Engraved by Frans Hogenberg, Ortelius' map of the North Atlantic is one of the most interesting maps to appear in an atlas. The map was influential in its treatment of the Arctic regions. The mainland of America is depicted in the north-west with the placename Estotilant. The map includes a number of mythical islands, including Frisland, Drogeo and Icaria. The map shows the influence of Mercator's wall map of 1569 and the infamous Zeno map of 1558, as well as the work of Olaus Magnus in 1539. Excellent early outline of the Scandinavian coast, bordering the Mare Congelatum, the frozen waters of the Arctic.
On the verso a note on the nature of the cliffs is given. Includes sea monsters and sailing ships.
From Oretlius' Theatrum Orbis Terrarum, the first modern atlas.
Abraham Ortelius is perhaps the best known and most frequently collected of all sixteenth-century mapmakers. Ortelius started his career as a map colorist. In 1547 he entered the Antwerp guild of St Luke as afsetter van Karten. His early career was as a business man, and most of his journeys before 1560, were for commercial purposes. In 1560, while traveling with Gerard Mercator to Trier, Lorraine, and Poitiers, he seems to have been attracted, largely by Mercator’s influence, towards a career as a scientific geographer. From that point forward, he devoted himself to the compilation of his Theatrum Orbis Terrarum (Theatre of the World), which would become the first modern atlas.
In 1564 he completed his “mappemonde", an eight-sheet map of the world. The only extant copy of this great map is in the library of the University of Basel. Ortelius also published a map of Egypt in 1565, a plan of Brittenburg Castle on the coast of the Netherlands, and a map of Asia, prior to 1570.
On May 20, 1570, Ortelius’ Theatrum Orbis Terrarum first appeared in an edition of 70 maps. By the time of his death in 1598, a total of 25 editions were published including editions in Latin, Italian, German, French, and Dutch.
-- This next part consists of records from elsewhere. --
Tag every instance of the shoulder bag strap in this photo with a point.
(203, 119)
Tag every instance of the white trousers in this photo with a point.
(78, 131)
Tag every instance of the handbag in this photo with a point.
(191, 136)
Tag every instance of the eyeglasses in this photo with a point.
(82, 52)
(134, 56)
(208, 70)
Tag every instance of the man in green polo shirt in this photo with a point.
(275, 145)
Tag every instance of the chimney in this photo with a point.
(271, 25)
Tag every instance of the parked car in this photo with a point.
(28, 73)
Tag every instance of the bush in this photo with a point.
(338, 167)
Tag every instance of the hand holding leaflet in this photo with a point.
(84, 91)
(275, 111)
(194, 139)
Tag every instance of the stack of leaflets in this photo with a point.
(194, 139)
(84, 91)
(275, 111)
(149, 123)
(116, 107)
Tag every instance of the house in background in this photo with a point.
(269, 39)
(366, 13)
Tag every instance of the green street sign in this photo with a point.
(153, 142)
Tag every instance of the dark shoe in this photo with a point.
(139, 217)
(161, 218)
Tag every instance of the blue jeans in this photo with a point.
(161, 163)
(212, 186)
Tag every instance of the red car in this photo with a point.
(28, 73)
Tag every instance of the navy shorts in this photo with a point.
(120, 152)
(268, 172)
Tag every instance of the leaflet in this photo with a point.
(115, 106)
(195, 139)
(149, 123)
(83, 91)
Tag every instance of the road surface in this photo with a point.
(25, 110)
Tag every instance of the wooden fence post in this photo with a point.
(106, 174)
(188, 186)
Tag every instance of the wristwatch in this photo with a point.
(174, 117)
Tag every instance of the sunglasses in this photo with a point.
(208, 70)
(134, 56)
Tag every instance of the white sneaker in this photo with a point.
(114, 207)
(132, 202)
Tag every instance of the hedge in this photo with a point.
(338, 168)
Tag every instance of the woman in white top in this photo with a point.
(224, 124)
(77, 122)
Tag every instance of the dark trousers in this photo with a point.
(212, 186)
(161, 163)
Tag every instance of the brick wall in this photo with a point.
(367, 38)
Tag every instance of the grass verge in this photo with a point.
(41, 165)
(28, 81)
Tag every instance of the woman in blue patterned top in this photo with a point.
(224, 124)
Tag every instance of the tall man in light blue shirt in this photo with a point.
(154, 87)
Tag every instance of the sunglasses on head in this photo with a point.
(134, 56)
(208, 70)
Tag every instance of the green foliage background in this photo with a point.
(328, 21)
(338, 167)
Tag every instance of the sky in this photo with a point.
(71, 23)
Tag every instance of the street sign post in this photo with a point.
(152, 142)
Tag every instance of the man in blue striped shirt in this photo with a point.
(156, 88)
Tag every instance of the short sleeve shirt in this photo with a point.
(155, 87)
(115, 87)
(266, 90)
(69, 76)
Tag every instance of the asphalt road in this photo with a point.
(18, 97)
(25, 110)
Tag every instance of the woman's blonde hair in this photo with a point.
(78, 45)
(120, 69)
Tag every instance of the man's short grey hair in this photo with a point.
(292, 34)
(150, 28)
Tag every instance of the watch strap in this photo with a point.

Later editions would also be issued in Spanish and English by Ortelius’ successors, Vrients and Plantin, the former adding a number of maps to the atlas, the final edition of which was issued in 1612. Most of the maps in Ortelius' Theatrum were drawn from the works of a number of other mapmakers from around the world; a list of 87 authors is given by Ortelius himself
In 1573, Ortelius published seventeen supplementary maps under the title of Additamentum Theatri Orbis Terrarum. In 1575 he was appointed geographer to the king of Spain, Philip II, on the recommendation of Arias Montanus, who vouched for his orthodoxy (his family, as early as 1535, had fallen under suspicion of Protestantism). In 1578 he laid the basis of a critical treatment of ancient geography with his Synonymia geographica (issued by the Plantin press at Antwerp and republished as Thesaurus geographicus in 1596). In 1584 he issued his Nomenclator Ptolemaicus, a Parergon (a series of maps illustrating ancient history, sacred and secular). Late in life, he also aided Welser in his edition of the Peutinger Table (1598).